Promising financial assistance

Especially if your loved one is in active addiction, money can be the number one thing that will prolong their suffering. Remember that, for a drug addict and alcoholic, the main goal is to continue to have access to their substance of choice, and the most common barrier of that goal is a financial one. By all means say that you are there for them if they decide that they want help, but in no way should you facilitate them to continue using, and cutting off financial resources can usher in a sooner realization that they need help. You are not trying to corner them, but you are trying to impress upon them that you are no longer willing to enable them to live in an unhealthy way, and cutting off financial support is the best way to do that.

Not presenting a definitive ultimatum

Ultimatums are difficult to present, and to receive. They send the clear message that, if the subject of the intervention does not seek help, then there will be immediate consequences such as severed communication, severed financial help, a discontinuation of housing or food resources, and other consequences. This is meant to illustrate that, though you love them, you are no longer willing to put up with their behavior, and are willing to take action to make sure that they have an experience with misery, if necessary.

Not having a plan

Interventions are difficult, and some of the difficulty arises out of being involved in an evolving situation in which you can’t anticipate the outcomes of every possible scenario, or the direction of the dialogue. This is where having a plan, and participating in rehearsals makes a lot of sense. With a plan, you will be better prepared to respond to any situation that may come up as a result of the intervention, and you will be more practiced in setting boundaries and removing emotions from the equation.

Allowing negotiations

A drug addict and alcoholic is prone to manipulate the people around them, and especially when they feel that they are stuck in a corner, they will lash out with every method of trying to manipulate the situation. They will negotiate the terms of the ultimatum, or try to take other the intervention. You have to maintain that you are in control of the situation, not them, and that your word is final.

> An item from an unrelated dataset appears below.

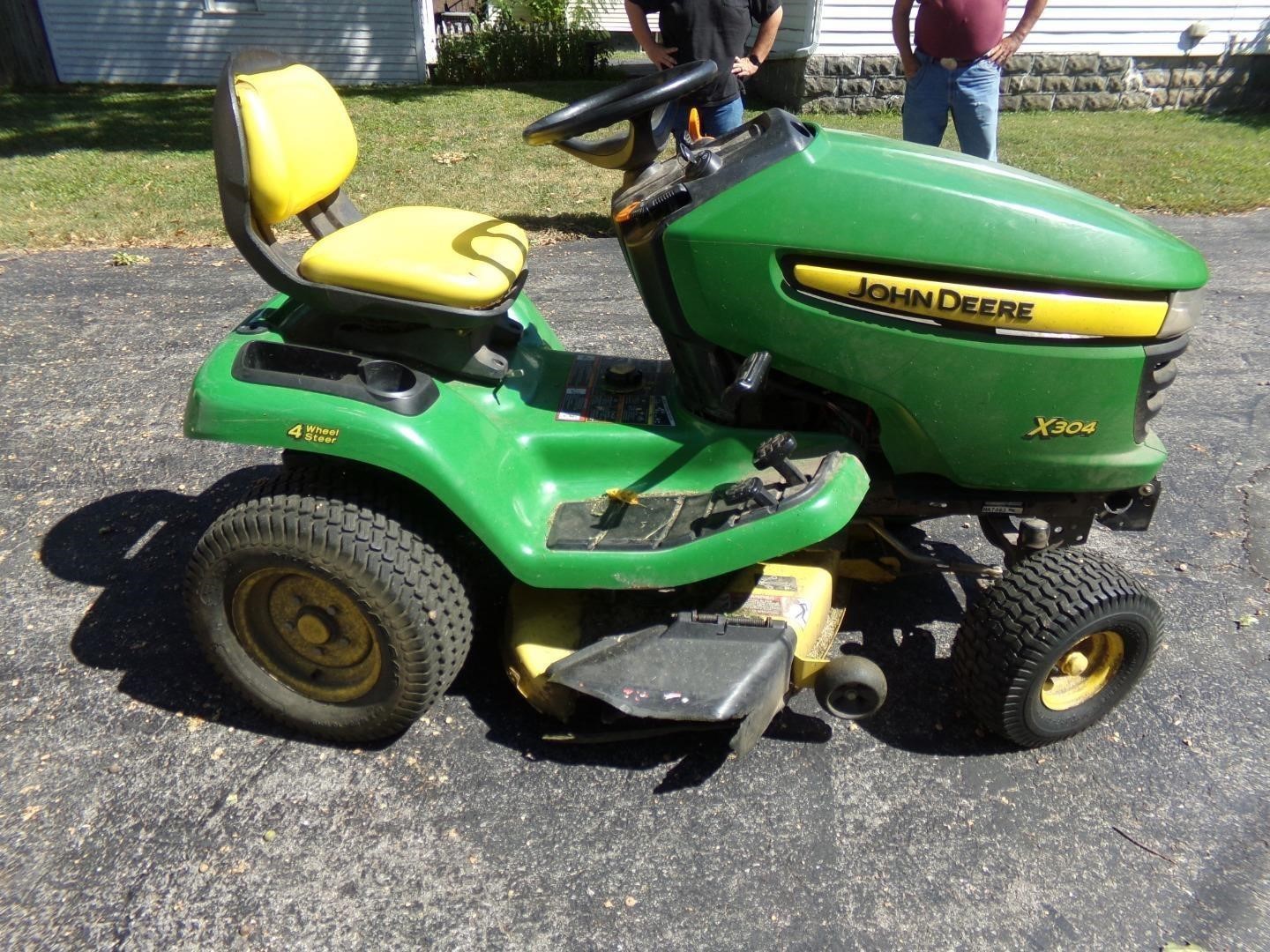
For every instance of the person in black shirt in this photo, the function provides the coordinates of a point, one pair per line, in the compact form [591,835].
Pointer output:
[707,29]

Letting your emotions run the show

Interventions are a very emotional situation, and it can be easy to let emotions cloud judgement, or soften your resolve. It is important that you do not let this happen, for a drug addict and alcoholic will take advantage of your perceived weakness and jump on any opportunity to try to manipulate the situation. Remember that you are there for their benefit, and letting your emotions cloud your judgment can only lead to prolonged misery for your loved one. Remain firm, and you will find success in an intervention.